Comparison of sIgE values in three different patient groups. A: Potato, commercial (f35) versus in-house-made wild-type (wt). B: Tomato, commercial (f25) versus in-house-made wt. C: Potato, in-house-made wt versus GTI. D: Tomato, in-house-made wt versus GTI. (Black circles: CCD-negative potato/tomato-allergic patients, red squares: CCD-positive potato/tomato-allergic patients, yellow triangles: CCD-positive hymenoptera venom-allergic patients). For sIgE values compare . Note that sIgE values of CCD-negative food-allergic patients (black circles) match more or less the bisecting line and those of CCD-positive patients (red squares and yellow triangles) shift downwards with GTI extracts (especially obvious for tomato). For better illustration, zero values were set to 0.01. Horizontal and vertical lines indicate the 0.35 kU/l threshold for sIgE positivity, bisecting lines congruency. Correlation coefficient r was calculated by the Spearman's rank correlation test, r = +1/−1 would be ideal (*: p<0.05; **: p<0.01).

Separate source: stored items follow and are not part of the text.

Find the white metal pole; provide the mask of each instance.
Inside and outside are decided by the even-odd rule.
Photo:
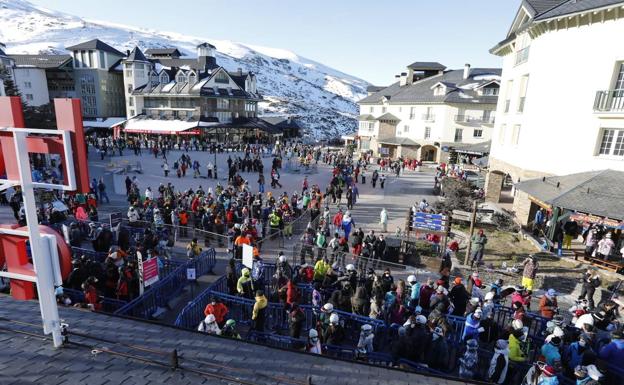
[[[39,220],[37,218],[37,207],[35,205],[35,192],[33,188],[32,174],[30,171],[30,160],[26,152],[27,132],[14,132],[15,154],[17,155],[17,166],[22,186],[22,196],[24,198],[24,212],[26,224],[28,225],[28,238],[30,240],[30,251],[33,265],[37,275],[37,294],[39,296],[39,307],[43,320],[43,332],[52,333],[54,347],[63,344],[61,336],[61,324],[54,295],[54,273],[50,260],[49,248],[42,242],[39,232]],[[67,154],[71,156],[72,154]]]

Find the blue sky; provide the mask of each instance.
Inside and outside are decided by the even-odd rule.
[[[414,61],[500,67],[520,0],[31,0],[77,16],[289,49],[376,85]],[[181,6],[178,8],[178,6]]]

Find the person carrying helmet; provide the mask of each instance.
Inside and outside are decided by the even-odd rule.
[[[373,341],[375,334],[373,334],[373,327],[369,324],[364,324],[360,328],[360,339],[357,344],[356,356],[358,359],[366,360],[366,357],[375,351]]]
[[[306,345],[306,352],[313,354],[323,354],[321,348],[321,341],[319,340],[318,332],[316,329],[310,329],[308,332],[308,343]]]
[[[418,300],[420,299],[420,282],[416,279],[414,274],[407,277],[407,285],[409,287],[409,297],[407,297],[407,307],[413,310],[418,306]]]
[[[323,341],[326,345],[340,346],[345,339],[345,331],[340,325],[340,317],[336,313],[329,316],[329,326],[323,332]]]
[[[256,303],[254,303],[251,319],[253,321],[253,330],[264,332],[264,323],[266,321],[266,309],[269,302],[264,296],[263,290],[256,291]]]
[[[197,331],[208,334],[221,334],[221,329],[219,329],[219,325],[217,325],[214,314],[208,314],[206,318],[199,323]]]
[[[236,321],[233,319],[229,319],[225,322],[225,326],[221,329],[221,335],[223,337],[234,338],[237,340],[241,339],[240,334],[236,331]]]

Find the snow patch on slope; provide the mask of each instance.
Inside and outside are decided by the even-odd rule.
[[[369,85],[285,49],[85,20],[24,0],[0,0],[0,25],[0,41],[14,54],[67,53],[64,47],[98,38],[122,52],[135,45],[141,49],[175,46],[194,57],[195,47],[207,41],[217,47],[219,65],[258,75],[258,89],[266,99],[259,106],[261,115],[298,116],[307,135],[317,139],[355,131],[356,101],[366,96]]]

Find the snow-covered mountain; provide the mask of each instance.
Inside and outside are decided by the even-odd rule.
[[[64,47],[98,38],[120,51],[175,46],[191,57],[207,41],[217,47],[217,62],[230,71],[258,75],[266,102],[261,115],[297,115],[307,135],[336,138],[356,128],[356,101],[368,83],[303,58],[291,51],[182,35],[115,23],[85,20],[44,9],[24,0],[0,0],[0,42],[8,53],[67,53]]]

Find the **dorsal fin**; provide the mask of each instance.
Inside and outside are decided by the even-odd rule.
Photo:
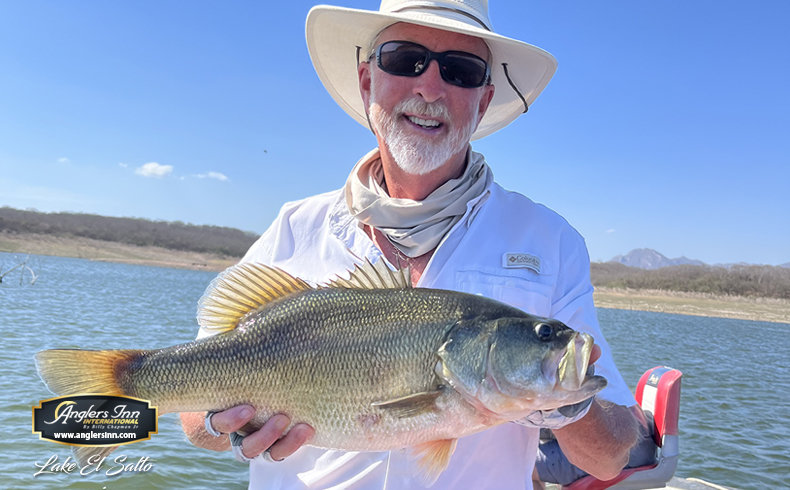
[[[312,289],[282,269],[243,263],[218,275],[198,302],[198,324],[211,333],[233,330],[248,313],[265,304]]]
[[[411,287],[409,269],[391,270],[383,260],[372,264],[370,260],[354,266],[351,277],[336,279],[327,284],[331,288],[346,289],[408,289]]]

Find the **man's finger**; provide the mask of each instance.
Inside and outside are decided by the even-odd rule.
[[[255,415],[255,409],[250,405],[239,405],[211,416],[211,426],[223,434],[230,434],[244,427]]]
[[[254,458],[277,442],[283,432],[290,425],[291,419],[283,414],[272,416],[263,424],[263,427],[244,438],[241,443],[241,452],[248,458]],[[271,453],[270,453],[271,454]]]
[[[590,352],[590,364],[595,363],[598,359],[601,358],[601,348],[598,347],[598,344],[593,344],[592,352]]]
[[[296,424],[279,441],[269,448],[269,455],[275,461],[280,461],[296,452],[304,443],[310,440],[315,430],[307,424]]]

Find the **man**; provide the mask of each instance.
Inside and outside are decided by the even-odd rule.
[[[343,189],[286,204],[243,260],[313,283],[361,259],[386,260],[410,267],[415,286],[483,294],[592,334],[597,373],[609,381],[604,391],[591,403],[460,439],[434,487],[529,488],[542,426],[555,429],[577,466],[602,479],[617,475],[637,437],[626,408],[634,400],[597,325],[584,241],[554,212],[494,183],[469,145],[526,112],[554,59],[495,34],[480,0],[384,0],[378,12],[320,6],[308,15],[306,35],[324,86],[369,124],[378,145]],[[240,406],[184,414],[182,422],[194,444],[225,450],[225,434],[252,416]],[[420,484],[408,450],[304,446],[313,429],[291,422],[280,414],[247,437],[231,437],[237,458],[251,461],[250,486]]]

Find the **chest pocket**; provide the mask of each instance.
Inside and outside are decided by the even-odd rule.
[[[481,271],[457,271],[455,285],[459,291],[479,294],[501,301],[537,316],[551,316],[553,284],[543,276],[533,281],[516,275],[490,274]]]

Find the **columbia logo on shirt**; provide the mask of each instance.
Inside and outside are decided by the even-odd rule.
[[[530,269],[540,274],[540,257],[524,253],[506,253],[502,256],[502,267],[506,269]]]

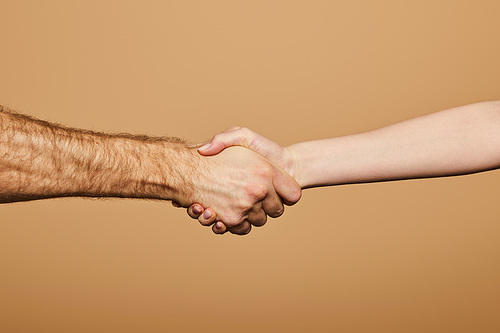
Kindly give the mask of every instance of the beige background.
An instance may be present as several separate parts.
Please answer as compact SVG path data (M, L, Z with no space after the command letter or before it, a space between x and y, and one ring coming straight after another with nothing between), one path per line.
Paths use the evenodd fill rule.
M0 2L0 103L282 144L500 99L500 2ZM246 237L168 203L0 207L2 332L498 332L500 173L306 190Z

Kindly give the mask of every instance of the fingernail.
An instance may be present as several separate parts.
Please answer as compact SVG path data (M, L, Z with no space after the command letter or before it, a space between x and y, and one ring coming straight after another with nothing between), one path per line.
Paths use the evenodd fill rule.
M206 149L208 149L208 147L210 147L210 143L207 143L206 145L201 146L200 148L198 148L198 150L206 150Z
M215 229L220 229L220 228L222 228L222 223L220 222L215 223Z
M194 206L193 207L193 213L195 213L195 214L201 214L201 207L200 206Z
M208 220L210 218L210 216L212 216L212 213L210 213L209 210L206 210L204 213L203 213L203 218L205 220Z

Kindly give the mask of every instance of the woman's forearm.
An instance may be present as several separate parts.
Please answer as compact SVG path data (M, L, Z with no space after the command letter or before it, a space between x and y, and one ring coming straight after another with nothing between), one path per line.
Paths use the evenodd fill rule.
M500 167L500 102L288 147L303 188L461 175Z

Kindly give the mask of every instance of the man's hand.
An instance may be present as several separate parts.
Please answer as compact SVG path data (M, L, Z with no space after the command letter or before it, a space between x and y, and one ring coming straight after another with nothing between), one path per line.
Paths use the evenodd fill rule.
M290 174L294 179L300 179L299 163L293 151L286 147L255 133L247 128L231 127L224 132L217 134L210 140L210 142L198 149L198 152L205 156L212 156L219 154L224 149L231 146L243 146L251 149L260 155L273 162L281 169ZM290 205L295 202L286 202ZM205 209L206 208L206 209ZM213 208L213 207L212 207ZM203 225L211 225L217 218L215 217L214 210L210 206L197 203L188 208L188 215L194 219L198 219ZM218 214L218 212L217 212ZM271 217L270 214L268 214ZM223 219L221 219L224 222ZM218 234L226 232L227 225L222 222L216 222L213 226L213 231Z
M187 207L196 202L211 207L205 211L210 216L197 211L199 205L190 207L189 212L192 217L198 215L206 226L222 221L224 229L218 230L218 223L213 227L216 233L227 228L234 234L247 234L252 225L264 225L267 215L283 214L283 202L292 205L300 199L300 186L290 175L248 149L232 147L216 156L199 156L198 163L192 175L193 190L176 203Z

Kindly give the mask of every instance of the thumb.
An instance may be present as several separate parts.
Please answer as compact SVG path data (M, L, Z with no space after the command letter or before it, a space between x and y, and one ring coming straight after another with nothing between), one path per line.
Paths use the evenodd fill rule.
M220 133L214 136L209 143L198 148L198 152L205 156L216 155L227 147L240 146L241 142L241 137L237 133Z

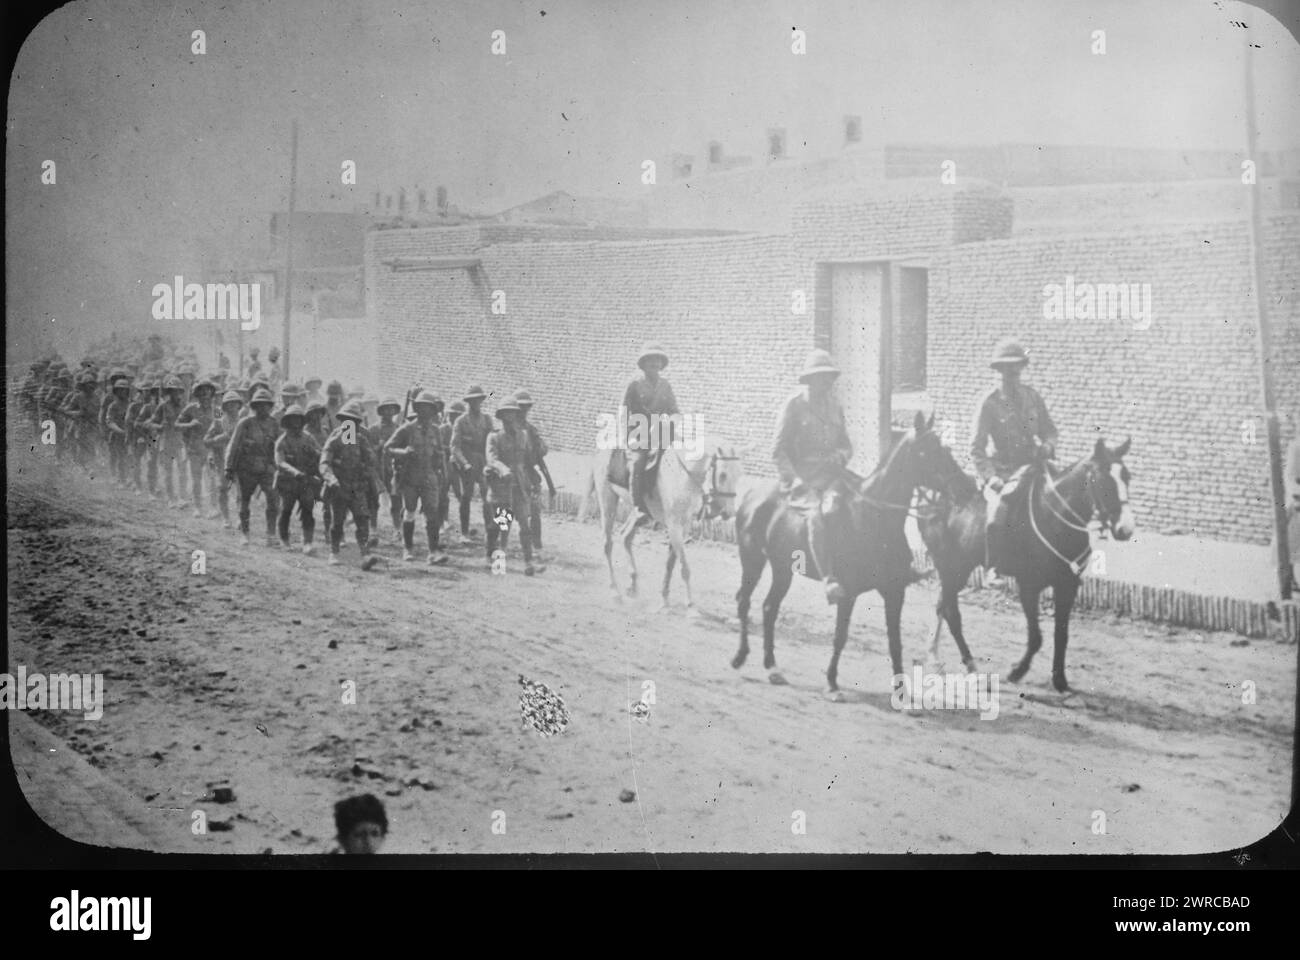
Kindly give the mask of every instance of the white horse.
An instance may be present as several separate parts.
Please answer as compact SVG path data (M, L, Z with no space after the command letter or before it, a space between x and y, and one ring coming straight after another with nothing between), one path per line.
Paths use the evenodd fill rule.
M650 516L668 529L668 563L664 570L663 608L668 607L668 586L672 582L673 566L682 565L682 583L686 585L686 608L696 612L691 596L691 569L686 563L686 537L691 521L696 518L712 519L730 517L736 505L736 489L744 474L741 449L735 444L715 437L700 437L689 447L669 448L659 459L659 469L654 483L646 492L646 506ZM580 517L587 516L588 498L596 491L600 507L600 523L605 532L605 562L609 565L609 586L619 595L618 580L614 576L614 519L619 501L631 504L632 495L627 487L616 486L609 480L610 458L621 453L616 450L598 450L589 459L589 472L583 487ZM619 531L623 549L627 551L631 569L631 583L627 595L635 597L636 557L632 555L632 540L636 536L631 516Z

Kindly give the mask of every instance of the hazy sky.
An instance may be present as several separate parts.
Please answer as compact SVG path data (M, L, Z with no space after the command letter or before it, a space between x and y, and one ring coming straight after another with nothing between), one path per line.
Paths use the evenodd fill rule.
M832 152L846 113L869 142L1239 148L1247 37L1261 146L1300 146L1300 46L1233 3L80 0L28 38L10 86L7 339L143 318L160 278L264 237L293 117L300 208L419 183L493 212L636 196L642 160L710 139L761 154L769 126L796 155Z

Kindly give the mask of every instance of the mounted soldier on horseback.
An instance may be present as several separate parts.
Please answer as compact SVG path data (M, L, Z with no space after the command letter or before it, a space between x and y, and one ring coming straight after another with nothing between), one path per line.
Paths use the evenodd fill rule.
M993 348L989 366L1002 375L1002 383L980 399L971 441L971 460L989 505L986 567L1003 576L1016 573L1008 556L1008 532L1022 522L1025 494L1034 476L1056 455L1056 425L1047 405L1037 390L1020 381L1028 365L1028 353L1015 340L1002 340Z

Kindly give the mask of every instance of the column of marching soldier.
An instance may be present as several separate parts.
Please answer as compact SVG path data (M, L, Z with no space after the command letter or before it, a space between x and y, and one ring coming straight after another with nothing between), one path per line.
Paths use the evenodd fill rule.
M272 358L274 360L274 358ZM301 550L315 552L316 505L321 504L329 562L338 564L346 521L355 525L361 565L377 560L381 501L403 559L414 561L415 525L423 517L426 562L448 562L441 542L451 495L460 507L461 546L475 543L471 501L482 498L489 567L504 557L511 523L519 521L524 573L543 568L540 559L544 480L552 501L555 485L546 468L547 448L528 420L532 398L524 391L484 412L487 394L470 387L444 409L441 397L412 387L394 397L345 395L320 378L302 386L279 383L254 363L249 378L231 381L222 371L198 375L192 362L157 360L108 364L88 358L72 371L57 357L31 365L19 389L33 444L53 443L59 462L71 460L125 490L220 517L231 526L230 498L237 497L239 531L249 544L251 501L265 500L266 543L294 549L290 526L295 507ZM276 392L279 394L278 402Z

A: Flow chart of conducted experimental analyses. The impact of single glycoallergen Lyc e 2 in tomato allergy was studied by establishing Lyc e 2-reduced tomato fruits (plants further referred to as Le2). To evaluate contribution of carbohydrate- versus peptide-specific determinants in reactivity to foodstuff, CCD-reduced tomato and potato plants were created by silencing N-acetylglucosaminyltransferase-I (GNTI, plants further also referred to as GTI), catalyzing the crucial step leading to CCD formation in the Golgi apparatus. B: Predominant protein-bound N-glycan structures prevailing in wild-type (wt) and in GTI transformants (no CCD epitopes). N-glycan structures are depicted according to the proglycan system (www.proglycan.com). Note that terminal GlcNac (N-acetylglucosamine) residues are not present on fully trimmed wild-type N-glycans (dotted lines and brackets). C: RNAi-expression cassette used for Lyc e 2- or GNTI-silencing; restriction sites are indicated (destroyed ones in brackets). (BHI: BamHI; B33: tuber/fruit-specific promoter; CCD: cross-reactive carbohydrate determinants; polyA: polyadenylation signal; 35S: constitutive promoter of Cauliflower Mosaic Virus).